Cell Value Forms¶
This page goes over some tools that can be used when writing the value forms of cells.
Aborting a computation¶
The computation of a computed cell’s value can be aborted using the
NONE
function. When NONE
is called
inside a computed cell, the value form is exited and the cell’s
current value is preserved. This can be used to prevent a cell’s value
from being recomputed when a condition is not met.
(defcell a 4)
(defcell b (if (< a 10) a (none)))
(setf a 6)
(pprint b) ; Prints 6
(setf a 15)
(pprint b) ; Prints 6
(setf a 8)
(pprint b) ; Prints 8
In this example the computed cell B
evaluates to the value of
A
if it is less than 10
. Otherwise its current value is
preserved with (NONE)
. When the value of A
is set to 15
,
B
keeps its existing value 8
.
Tip
The symbol NONE
is equivalent to calling
NONE
with no arguments.

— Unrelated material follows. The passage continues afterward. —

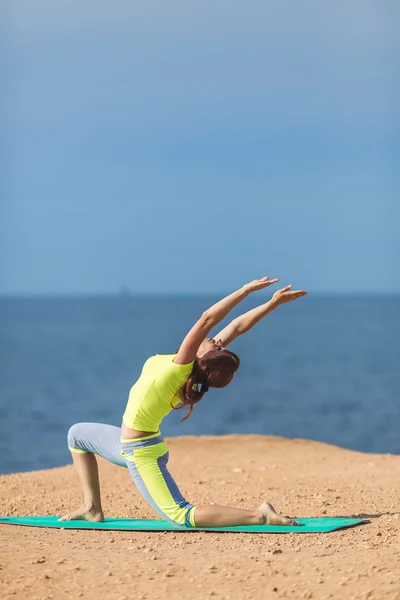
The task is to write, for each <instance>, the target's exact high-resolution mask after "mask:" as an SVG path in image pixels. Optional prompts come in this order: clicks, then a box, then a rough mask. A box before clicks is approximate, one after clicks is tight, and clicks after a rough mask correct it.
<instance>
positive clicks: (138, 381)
mask: <svg viewBox="0 0 400 600" xmlns="http://www.w3.org/2000/svg"><path fill="white" fill-rule="evenodd" d="M175 356H176V354H156V355H155V356H151V357H150V358H149V359H148V360H147V361H146V362H145V364H144V366H143V370H142V373H141V375H140V377H139V379H138V380H137V381H136V383H135V384H134V386H133V387H132V388H131V390H130V393H129V398H128V403H127V405H126V409H125V413H124V416H123V422H124V423H125V425H126V426H127V427H129V428H130V429H138V430H139V431H154V432H158V430H159V427H160V423H161V421H162V420H163V418H164V417H165V416H166V415H167V414H168V413H169V412H171V410H172V406H171V402H172V405H173V406H174V407H175V406H177V405H178V404H179V402H180V397H179V394H178V392H179V390H180V388H181V387H182V386H183V385H184V384H185V383H186V382H187V380H188V379H189V376H190V374H191V372H192V369H193V364H194V361H193V362H191V363H189V364H187V365H178V364H176V363H174V362H173V361H174V358H175Z"/></svg>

This definition of B
can
be rewritten as:
(defcell b (if (< a 10) a none))
If NONE
is called while computing the initial value of
the cell, the cell is initialized to the value provided in the
optional argument to NONE
, which defaults to NIL
if
no argument is given.
The following definition of B
ensures that its value is
initialized to 1
, rather than NIL
, if the
initial value of A
is greater than or equal to 10
.
(defcell b
(if (< a 10)
a
(none 1)))
Attention
The value of a computed cell is only computed if it is actually
referenced. NONE
only preserves the current value of
the cell, but this might not be the latest value of the cell if the
cell is only referenced conditionally. A good rule of thumb is to
use NONE
only to prevent a cell from holding an
invalid value.
Condition handling¶
Conditions signaled during the computation of a cell’s value are
resignaled when the cell’s value is referenced. This allows conditions
to be handled in cells directly using HANDLER-BIND
and
HANDLER-CASE
.
(defcell text "0")
(defcell n (parse-integer text))
(defcell validp
(handler-case (plusp n)
(parse-error () nil)))
(live
(if validp
(format t "Valid~%")
(format t "The input ~w is invalid~%" text)))
In this example, cell N
parses an integer from the string held in
cell TEXT
. VALIDP
is a computed cell that evaluates to true if
the parsed integer, held in N
, is greater than 0
. VALIDP
evaluates to NIL
if N
is less than 0
or an integer could not be parsed from the string held in TEXT
,
that is a PARSE-ERROR
condition was signaled
while computing the value of N
.
The following assignments:
(setf text "3")
(setf text "-1")
(setf text "not a number")
(setf text "1")
result in the following being printed:
Valid
The input "-1" is invalid
The input "not a number" is invalid
Valid
Note
This example also demonstrates that
Live blocks can reference cells conditionally. In this case cell
TEXT
is only referenced whenVALIDP
is false.Computed cells,
VALIDP
in this example, can be observed just like any other cell. In-fact, the live block doesn’t care whether a cell is computed cell or not.